I have tried it several times now-
I take my Cymbalta, I feel really good about myself and my life and then I have the idea that now is the time to get off the meds- because I feel so good I KNOW I am cured!
But, unfortunatly, after I get off the meds the same horrible vast desert of depression comes back.
So now as I have gotten older I am forced to realize I NEED the meds- and I have to ACCEPT the meds as the thing that keeps me functioning and not sitting at the bottom of a very barren land.
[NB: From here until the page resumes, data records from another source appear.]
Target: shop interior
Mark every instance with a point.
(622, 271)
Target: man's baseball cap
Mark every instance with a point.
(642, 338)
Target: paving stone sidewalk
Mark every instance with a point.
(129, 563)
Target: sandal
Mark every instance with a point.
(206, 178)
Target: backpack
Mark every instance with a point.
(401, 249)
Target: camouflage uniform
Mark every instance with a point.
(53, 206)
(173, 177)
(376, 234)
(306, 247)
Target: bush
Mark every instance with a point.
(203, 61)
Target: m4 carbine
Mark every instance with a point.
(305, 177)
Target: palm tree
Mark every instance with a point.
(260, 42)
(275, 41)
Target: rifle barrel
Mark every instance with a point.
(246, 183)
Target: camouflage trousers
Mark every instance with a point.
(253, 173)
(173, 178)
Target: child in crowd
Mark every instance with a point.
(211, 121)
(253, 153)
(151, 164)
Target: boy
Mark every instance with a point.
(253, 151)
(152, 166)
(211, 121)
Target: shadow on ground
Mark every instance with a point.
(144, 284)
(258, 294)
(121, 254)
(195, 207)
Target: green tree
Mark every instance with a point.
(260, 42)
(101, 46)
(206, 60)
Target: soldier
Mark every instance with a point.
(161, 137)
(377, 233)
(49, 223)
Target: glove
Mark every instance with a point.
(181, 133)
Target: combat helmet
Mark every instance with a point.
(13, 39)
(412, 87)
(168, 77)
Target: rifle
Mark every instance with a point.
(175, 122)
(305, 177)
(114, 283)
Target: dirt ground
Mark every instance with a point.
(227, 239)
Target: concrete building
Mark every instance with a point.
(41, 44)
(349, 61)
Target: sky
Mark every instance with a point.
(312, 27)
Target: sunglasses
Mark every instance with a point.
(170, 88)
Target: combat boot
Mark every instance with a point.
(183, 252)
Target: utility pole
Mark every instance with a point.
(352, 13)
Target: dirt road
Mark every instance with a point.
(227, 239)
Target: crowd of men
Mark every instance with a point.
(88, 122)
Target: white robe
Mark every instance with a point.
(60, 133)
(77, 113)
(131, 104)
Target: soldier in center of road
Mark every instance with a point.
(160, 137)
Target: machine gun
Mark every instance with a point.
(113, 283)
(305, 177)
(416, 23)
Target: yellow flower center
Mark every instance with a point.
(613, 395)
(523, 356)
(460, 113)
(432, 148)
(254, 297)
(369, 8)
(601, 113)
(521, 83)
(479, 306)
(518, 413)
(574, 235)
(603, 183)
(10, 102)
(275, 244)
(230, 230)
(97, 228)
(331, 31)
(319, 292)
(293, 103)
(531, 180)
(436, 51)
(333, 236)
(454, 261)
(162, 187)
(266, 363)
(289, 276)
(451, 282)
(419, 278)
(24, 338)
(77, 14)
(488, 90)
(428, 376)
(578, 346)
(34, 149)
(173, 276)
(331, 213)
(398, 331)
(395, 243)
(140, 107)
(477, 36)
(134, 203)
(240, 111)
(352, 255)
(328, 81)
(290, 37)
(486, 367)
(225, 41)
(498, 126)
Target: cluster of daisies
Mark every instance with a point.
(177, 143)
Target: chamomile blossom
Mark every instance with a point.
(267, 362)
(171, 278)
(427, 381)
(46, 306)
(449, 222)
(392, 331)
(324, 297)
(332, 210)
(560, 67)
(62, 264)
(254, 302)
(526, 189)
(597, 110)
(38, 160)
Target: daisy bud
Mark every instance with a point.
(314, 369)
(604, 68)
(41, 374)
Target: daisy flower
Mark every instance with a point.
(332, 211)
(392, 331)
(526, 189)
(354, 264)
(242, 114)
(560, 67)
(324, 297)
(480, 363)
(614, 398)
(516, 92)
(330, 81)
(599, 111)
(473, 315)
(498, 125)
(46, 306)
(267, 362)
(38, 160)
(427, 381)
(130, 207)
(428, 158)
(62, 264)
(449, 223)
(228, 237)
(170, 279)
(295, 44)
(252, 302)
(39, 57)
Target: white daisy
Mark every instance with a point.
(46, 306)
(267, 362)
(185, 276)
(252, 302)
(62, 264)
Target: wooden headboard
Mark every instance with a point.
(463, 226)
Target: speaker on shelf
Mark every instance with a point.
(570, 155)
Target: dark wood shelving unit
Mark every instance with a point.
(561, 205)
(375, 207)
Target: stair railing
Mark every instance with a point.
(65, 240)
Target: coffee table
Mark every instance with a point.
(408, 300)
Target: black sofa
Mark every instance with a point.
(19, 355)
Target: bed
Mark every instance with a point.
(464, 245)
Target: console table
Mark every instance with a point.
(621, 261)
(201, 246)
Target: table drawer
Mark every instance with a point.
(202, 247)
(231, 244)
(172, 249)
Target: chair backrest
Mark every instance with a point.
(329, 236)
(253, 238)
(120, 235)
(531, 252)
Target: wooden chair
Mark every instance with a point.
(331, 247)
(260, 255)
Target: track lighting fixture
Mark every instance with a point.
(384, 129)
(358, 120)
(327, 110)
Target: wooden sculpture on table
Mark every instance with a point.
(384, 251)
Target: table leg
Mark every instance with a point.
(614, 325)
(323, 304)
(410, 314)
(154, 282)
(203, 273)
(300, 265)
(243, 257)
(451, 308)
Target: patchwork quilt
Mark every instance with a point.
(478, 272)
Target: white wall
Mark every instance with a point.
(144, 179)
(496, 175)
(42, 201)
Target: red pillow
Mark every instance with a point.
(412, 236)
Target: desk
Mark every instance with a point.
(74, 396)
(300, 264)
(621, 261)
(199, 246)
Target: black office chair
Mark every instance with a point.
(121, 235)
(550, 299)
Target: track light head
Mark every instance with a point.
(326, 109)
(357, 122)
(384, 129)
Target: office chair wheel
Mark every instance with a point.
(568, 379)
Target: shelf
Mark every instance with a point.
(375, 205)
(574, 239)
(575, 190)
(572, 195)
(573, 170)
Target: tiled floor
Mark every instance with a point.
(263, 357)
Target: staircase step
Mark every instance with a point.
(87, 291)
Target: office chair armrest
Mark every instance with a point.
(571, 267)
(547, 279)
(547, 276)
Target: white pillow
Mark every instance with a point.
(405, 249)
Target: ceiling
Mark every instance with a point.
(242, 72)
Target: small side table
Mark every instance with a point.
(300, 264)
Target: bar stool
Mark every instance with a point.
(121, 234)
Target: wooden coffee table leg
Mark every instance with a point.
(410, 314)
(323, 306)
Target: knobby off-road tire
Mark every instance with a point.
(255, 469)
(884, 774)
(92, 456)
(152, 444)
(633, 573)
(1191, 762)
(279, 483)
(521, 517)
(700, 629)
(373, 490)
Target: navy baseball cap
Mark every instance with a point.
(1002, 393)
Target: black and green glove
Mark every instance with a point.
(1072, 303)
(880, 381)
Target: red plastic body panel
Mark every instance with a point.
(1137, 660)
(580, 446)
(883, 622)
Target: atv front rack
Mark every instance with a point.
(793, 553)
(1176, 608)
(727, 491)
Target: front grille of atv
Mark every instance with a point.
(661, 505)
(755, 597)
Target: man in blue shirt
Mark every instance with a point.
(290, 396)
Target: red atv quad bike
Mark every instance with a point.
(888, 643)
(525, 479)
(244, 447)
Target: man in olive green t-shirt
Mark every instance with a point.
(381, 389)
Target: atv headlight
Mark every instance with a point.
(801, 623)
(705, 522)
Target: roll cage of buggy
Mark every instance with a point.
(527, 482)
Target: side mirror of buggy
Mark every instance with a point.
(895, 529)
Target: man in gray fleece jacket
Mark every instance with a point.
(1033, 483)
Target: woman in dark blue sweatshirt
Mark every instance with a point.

This is a truth for me, may not work for you.
datagirl
They say that one of the symptoms of depression is feeling depressed for 2 weeks or more.For me I get deeply depressed for about 1-2 days at a time.The next day I may feel ok.Then I find that it returns a couple of days later.Today however is very bad. Im entertaining ideas about self harm again.Its scary,but i feel like it's all i've got at the moment.I don't meet all the symptoms,but feelings of having no future and hopelesness are strong.Every morning that I wake up I have feelings of dread in coming to work.Although I only work part-time and it's not a corporate environment.I dont feel like I have a right to be depressed and this thought is the most depressing of all.
samiam
Datagirl -- You could be rapid cycling (bipolar) or have a thyroid disorder.

I am trying to get off of the monster seds that I have been on for a couple of years, and I thibnk that I am gaining weight because of it. Fuck. I have run three times this week, and today I went on a 2 hour mountain bike ride. I eat fairly well, but not always perfect. Arghh.